1 Interval estimation for the variance

In Section 40.1 we saw how to find a confidence interval for the mean of a normal population. We can also find a confidence interval for the variance. The corresponding confidence interval for the standard deviation is found by taking square roots.

We know that if we take samples from a population, then each sample will have a mean and a variance associated with it. We can calculate the values of these quantities from first principles, that is we can use the basic definitions of the mean and the variance to find their values. Just as the means form a distribution, so do the values of the variance and it is to this distribution that we turn in order to find an interval estimate for the value of the variance of the population. Note that if the original population is normal, samples taken from this population have means which are normally distributed. When we consider the distribution of variances calculated from the samples we need the chi-squared (usually written as ${\chi }^2$ ) distribution in order to calculate the confidence intervals. As you might expect, the values of the chi-squared distribution are tabulated for ease of use. The calculation of confidence intervals for the variance (and standard deviation) depends on the following result.

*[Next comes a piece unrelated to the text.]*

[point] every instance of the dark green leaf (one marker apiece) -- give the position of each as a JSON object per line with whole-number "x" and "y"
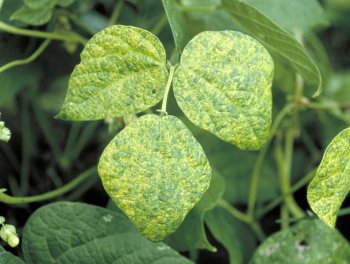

Clearly, a little explanation is required to make this understandable! Key Point 2 refers to the chi-squared distribution and the term ‘degrees of freedom.’ Both require some detailed explanation before the Key Point can be properly understood. We shall start by looking in a little detail at the chi-squared distribution and then consider the term ‘degrees of freedom.’ You are advised to read these explanations very carefully and make sure that you fully understand them.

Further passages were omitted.